9        Whether Blunt’s claims are procedurally barred is an issue that is subject to our independent review.  See State v. Tolefree, 209 Wis. 2d 421, 424, 563 N.W.2d 175 (Ct. App. 1997).  “[C]laims that could have been raised on direct appeal or in a previous [Wis. Stat.] § 974.06 motion are barred from being raised in a subsequent § 974.06 postconviction motion absent a showing of a sufficient reason for why the claims were not raised on direct appeal or in a previous § 974.06 motion.”  State v. Lo, 2003 WI 107, ¶44, 264 Wis. 2d 1, 665 N.W.2d 756.

10      Blunt did not directly appeal his conviction and has not previously filed a postconviction motion under Wis. Stat. § 974.06 prior to the present motion.  His March 2010 sentence modification motion based on a new factor invoked the postconviction court’s inherent authority to modify a sentence.  See State v. Noll, 2002 WI App 273, ¶¶11-12, 258 Wis. 2d 573, 653 N.W.2d 895.  In that motion, Blunt argued that his character was unduly overlooked during sentencing; such a claim is not cognizable under § 974.06.[5]  See State v. Balliette, 2011 WI 79, ¶34 n.4, 336 Wis. 2d 358, 805 N.W.2d 334 (Motions under § 974.06 are limited to issues of constitutional or jurisdictional dimension.).  Accordingly, a new factor sentence modification motion, standing alone, does not bar a defendant from later filing a § 974.06 motion.  Cf. State v. Starks, 2013 WI 69, ¶46, 349 Wis. 2d 274, 833 N.W.2d 146 (explaining in the context of a motion to vacate a DNA surcharge filed prior to a § 974.06 motion, that “sentence modification and postconviction relief under § 974.06 are separate proceedings such that filing one does not result in a waiver of the other”).

11      Because we conclude that the postconviction court erred when it concluded Blunt’s motion was procedurally barred, we remand this matter to afford the postconviction court the opportunity to consider the merits of Blunt’s Wis. Stat. § 974.06 motion.

            By the Court.—Orders reversed and cause remanded.

            This opinion will not be published.  See Wis. Stat. Rule 809.23(1)(b)5.

 


 



[1]  All references to the Wisconsin Statutes are to the 2011-12 version unless otherwise noted.

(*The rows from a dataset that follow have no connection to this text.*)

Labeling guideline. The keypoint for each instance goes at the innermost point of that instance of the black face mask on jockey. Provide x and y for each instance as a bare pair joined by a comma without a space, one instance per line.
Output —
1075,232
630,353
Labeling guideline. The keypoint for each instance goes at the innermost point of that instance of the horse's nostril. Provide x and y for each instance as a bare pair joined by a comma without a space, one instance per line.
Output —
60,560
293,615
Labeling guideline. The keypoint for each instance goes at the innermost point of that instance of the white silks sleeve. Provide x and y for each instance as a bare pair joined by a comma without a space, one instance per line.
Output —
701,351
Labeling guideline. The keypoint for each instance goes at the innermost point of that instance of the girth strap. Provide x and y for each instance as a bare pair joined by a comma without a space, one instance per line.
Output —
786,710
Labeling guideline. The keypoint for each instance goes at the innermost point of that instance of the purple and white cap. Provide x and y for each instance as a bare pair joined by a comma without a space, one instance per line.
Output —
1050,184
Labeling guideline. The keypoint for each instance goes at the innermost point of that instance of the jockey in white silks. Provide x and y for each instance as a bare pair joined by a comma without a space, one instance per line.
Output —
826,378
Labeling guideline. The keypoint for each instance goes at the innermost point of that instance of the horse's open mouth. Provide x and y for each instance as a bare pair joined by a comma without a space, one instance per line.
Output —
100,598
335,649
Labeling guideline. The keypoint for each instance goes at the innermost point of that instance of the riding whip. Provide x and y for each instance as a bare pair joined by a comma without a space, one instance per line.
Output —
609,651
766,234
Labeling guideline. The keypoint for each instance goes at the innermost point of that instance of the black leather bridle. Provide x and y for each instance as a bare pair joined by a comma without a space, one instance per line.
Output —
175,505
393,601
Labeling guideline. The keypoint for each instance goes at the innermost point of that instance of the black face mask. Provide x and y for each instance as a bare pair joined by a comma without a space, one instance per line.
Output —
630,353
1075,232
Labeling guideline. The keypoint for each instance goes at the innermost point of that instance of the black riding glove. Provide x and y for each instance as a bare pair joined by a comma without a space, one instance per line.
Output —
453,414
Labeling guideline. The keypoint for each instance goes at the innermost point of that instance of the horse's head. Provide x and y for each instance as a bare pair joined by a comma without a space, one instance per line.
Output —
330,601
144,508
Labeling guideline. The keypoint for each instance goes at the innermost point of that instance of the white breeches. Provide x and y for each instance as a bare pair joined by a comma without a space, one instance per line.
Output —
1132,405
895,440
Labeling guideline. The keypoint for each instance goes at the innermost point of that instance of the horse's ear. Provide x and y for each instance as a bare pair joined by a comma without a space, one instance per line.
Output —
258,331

[2]  The Honorable Patricia D. McMahon presided over Blunt’s plea and sentencing hearings, entered the judgment of conviction, and issued the order denying Blunt’s motion to modify his sentence based upon an alleged new factor.

[3]  The caption of the motion indicated that it was filed pursuant to Wis. Stat. § 973.19; however, it was filed outside the ninety-day window provided by the statute.

[4]  The Honorable Jeffrey A. Wagner issued the orders denying Blunt’s postconviction motion and the motion for reconsideration that followed.

[5]  In his March 2010 sentence modification motion, Blunt included a three-sentence argument that he was denied his due process right to be sentenced based on accurate information, which is a cognizable claim under Wis. Stat. § 974.06.  He did not, however, develop his argument on this point by explaining what was inaccurate.  Instead, the crux of Blunt’s argument was that the sentencing court did not have complete information relating to his character.  Consequently, in denying Blunt’s March 2010 motion, the postconviction court treated it solely as a motion for sentence modification.  Moreover, the postconviction court’s subsequent order denying Blunt’s § 974.06 motion referenced Blunt’s March 2010 motion as one seeking sentence modification.